VEREIT, Inc. was a real estate investment trust headquartered in Phoenix, Arizona that invested in single-tenant retail, restaurant, office and industrial properties. As of December 31, 2020, the company owned 3,831 properties with an aggregate of 89.7 million square feet. The company was acquired by Realty Income in November 2021.

The company was formerly known as American Realty Capital Properties Inc. and it changed its name after an accounting scandal.
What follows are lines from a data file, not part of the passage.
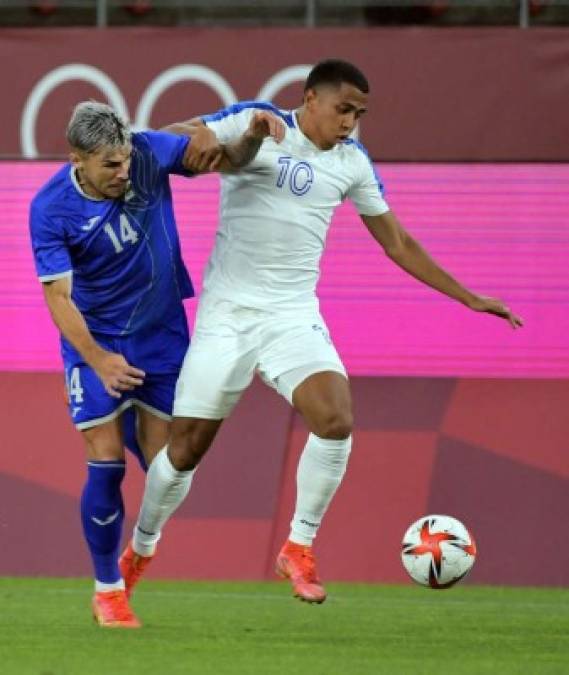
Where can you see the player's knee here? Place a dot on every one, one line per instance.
(337, 425)
(188, 444)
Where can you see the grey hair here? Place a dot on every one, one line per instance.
(93, 125)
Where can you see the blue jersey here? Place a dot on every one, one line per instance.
(124, 254)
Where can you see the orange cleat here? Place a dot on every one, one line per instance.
(296, 562)
(111, 610)
(132, 567)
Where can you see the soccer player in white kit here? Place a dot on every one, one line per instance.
(259, 311)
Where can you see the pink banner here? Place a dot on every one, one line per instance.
(500, 229)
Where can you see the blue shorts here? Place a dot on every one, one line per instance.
(158, 350)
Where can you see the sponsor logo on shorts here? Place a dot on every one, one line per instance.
(307, 522)
(325, 334)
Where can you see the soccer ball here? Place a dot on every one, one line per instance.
(438, 551)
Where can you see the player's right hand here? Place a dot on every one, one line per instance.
(204, 151)
(265, 123)
(117, 374)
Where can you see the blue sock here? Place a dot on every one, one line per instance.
(102, 514)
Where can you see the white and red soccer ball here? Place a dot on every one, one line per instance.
(438, 551)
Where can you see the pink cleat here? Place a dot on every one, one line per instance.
(111, 610)
(296, 562)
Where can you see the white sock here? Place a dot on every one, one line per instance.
(102, 587)
(166, 488)
(320, 471)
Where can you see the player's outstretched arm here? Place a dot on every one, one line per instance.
(406, 252)
(264, 124)
(113, 370)
(205, 154)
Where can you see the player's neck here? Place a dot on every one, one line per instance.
(309, 129)
(86, 187)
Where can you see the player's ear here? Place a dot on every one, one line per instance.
(75, 159)
(309, 98)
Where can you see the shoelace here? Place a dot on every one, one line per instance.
(121, 610)
(308, 565)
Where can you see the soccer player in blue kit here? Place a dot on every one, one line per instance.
(107, 253)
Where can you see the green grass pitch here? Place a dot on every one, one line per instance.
(259, 629)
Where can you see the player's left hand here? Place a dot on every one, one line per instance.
(496, 307)
(265, 123)
(204, 151)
Its name was derived for the Latin word "veritas", meaning truth.

==History==
The company was founded in 2010 by Nicholas Schorsch.
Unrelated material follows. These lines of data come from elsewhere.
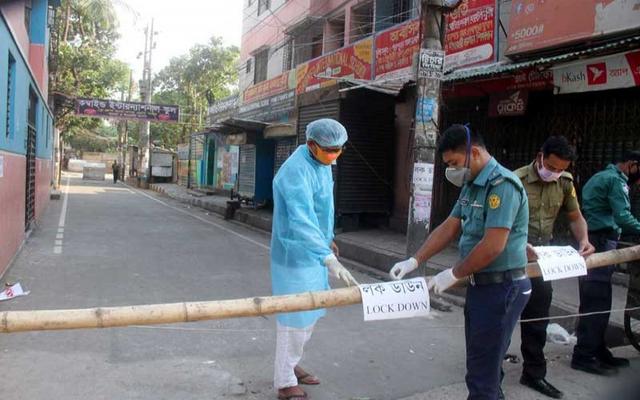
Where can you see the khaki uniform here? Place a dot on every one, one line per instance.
(546, 200)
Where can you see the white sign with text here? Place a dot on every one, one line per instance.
(393, 300)
(560, 262)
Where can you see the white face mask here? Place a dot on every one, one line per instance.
(546, 175)
(458, 175)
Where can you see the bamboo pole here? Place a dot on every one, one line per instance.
(108, 317)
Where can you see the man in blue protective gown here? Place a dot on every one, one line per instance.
(303, 253)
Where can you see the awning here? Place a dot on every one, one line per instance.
(279, 131)
(390, 86)
(235, 130)
(507, 66)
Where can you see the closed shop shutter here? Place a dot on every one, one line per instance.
(247, 170)
(284, 148)
(365, 170)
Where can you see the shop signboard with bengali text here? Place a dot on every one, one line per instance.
(396, 49)
(616, 71)
(129, 110)
(270, 87)
(542, 24)
(349, 62)
(470, 34)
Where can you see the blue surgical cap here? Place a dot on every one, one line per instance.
(327, 132)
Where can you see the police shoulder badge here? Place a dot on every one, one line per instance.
(494, 201)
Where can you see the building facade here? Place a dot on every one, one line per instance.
(509, 70)
(27, 129)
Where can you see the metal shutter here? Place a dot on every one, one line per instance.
(247, 170)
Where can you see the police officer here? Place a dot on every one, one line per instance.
(492, 212)
(549, 189)
(606, 207)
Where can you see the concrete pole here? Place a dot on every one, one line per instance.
(425, 130)
(144, 142)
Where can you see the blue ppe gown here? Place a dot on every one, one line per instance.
(302, 232)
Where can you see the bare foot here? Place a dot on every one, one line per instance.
(292, 393)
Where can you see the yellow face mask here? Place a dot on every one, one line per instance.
(325, 156)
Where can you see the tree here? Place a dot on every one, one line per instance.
(205, 72)
(82, 60)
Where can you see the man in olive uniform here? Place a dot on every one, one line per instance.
(549, 189)
(605, 203)
(492, 212)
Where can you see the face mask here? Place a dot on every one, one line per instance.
(324, 157)
(458, 175)
(461, 175)
(633, 177)
(546, 175)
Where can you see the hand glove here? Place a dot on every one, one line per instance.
(442, 281)
(337, 270)
(402, 268)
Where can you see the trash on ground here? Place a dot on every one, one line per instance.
(557, 334)
(13, 292)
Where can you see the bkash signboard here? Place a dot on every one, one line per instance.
(617, 71)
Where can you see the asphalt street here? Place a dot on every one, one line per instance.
(123, 246)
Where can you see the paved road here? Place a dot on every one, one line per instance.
(121, 246)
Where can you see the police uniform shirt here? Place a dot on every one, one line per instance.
(546, 199)
(495, 199)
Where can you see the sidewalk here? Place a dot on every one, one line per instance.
(380, 249)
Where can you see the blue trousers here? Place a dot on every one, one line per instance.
(491, 313)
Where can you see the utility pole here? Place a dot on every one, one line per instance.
(144, 142)
(125, 132)
(425, 129)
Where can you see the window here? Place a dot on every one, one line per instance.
(47, 129)
(263, 5)
(27, 15)
(261, 60)
(32, 114)
(361, 22)
(402, 10)
(287, 55)
(11, 95)
(335, 34)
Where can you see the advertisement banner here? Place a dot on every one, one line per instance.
(508, 104)
(541, 24)
(274, 108)
(530, 79)
(396, 49)
(99, 108)
(351, 62)
(470, 37)
(271, 87)
(611, 72)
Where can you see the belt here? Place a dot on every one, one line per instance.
(609, 233)
(488, 278)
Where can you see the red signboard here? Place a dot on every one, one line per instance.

In November 2013, the company acquired CapLease, adding 68 properties totaling over 13 million square feet.

In January 2014, the company acquired 120 properties from funds managed by Fortress Investment Group for $601.2 million.

In February 2014, the company acquired Cole Real Estate Investments, becoming the largest publicly traded net lease REIT. Cole was sold to CIM Group in February 2018.

In October 2014, the company admitted to a $23 million accounting error and fired chief financial officer Brian Block. Lawsuits alleged that insiders received over $900 million in fees from the company. In December 2014, Schorsch resigned as chairman. In July 2015, the company changed its name to VEREIT. In September 2019, certain defendants agreed to pay $1.025 billion, consisting of $738.5 million from the company, $225 million from the company's former external manager and its principals including Nicholas Schorsch, $12.5 million from the company's former CFO Brian Block who was found guilty of securities fraud in 2017 and sentenced to 18 months in prison, and $49 million from the company's former auditor Grant Thornton. VEREIT also settled pending litigation by plaintiffs under Section 11 of the Securities Act that were not part of the class action for $15.7 million.

On November 1, 2021, Realty Income acquired the company.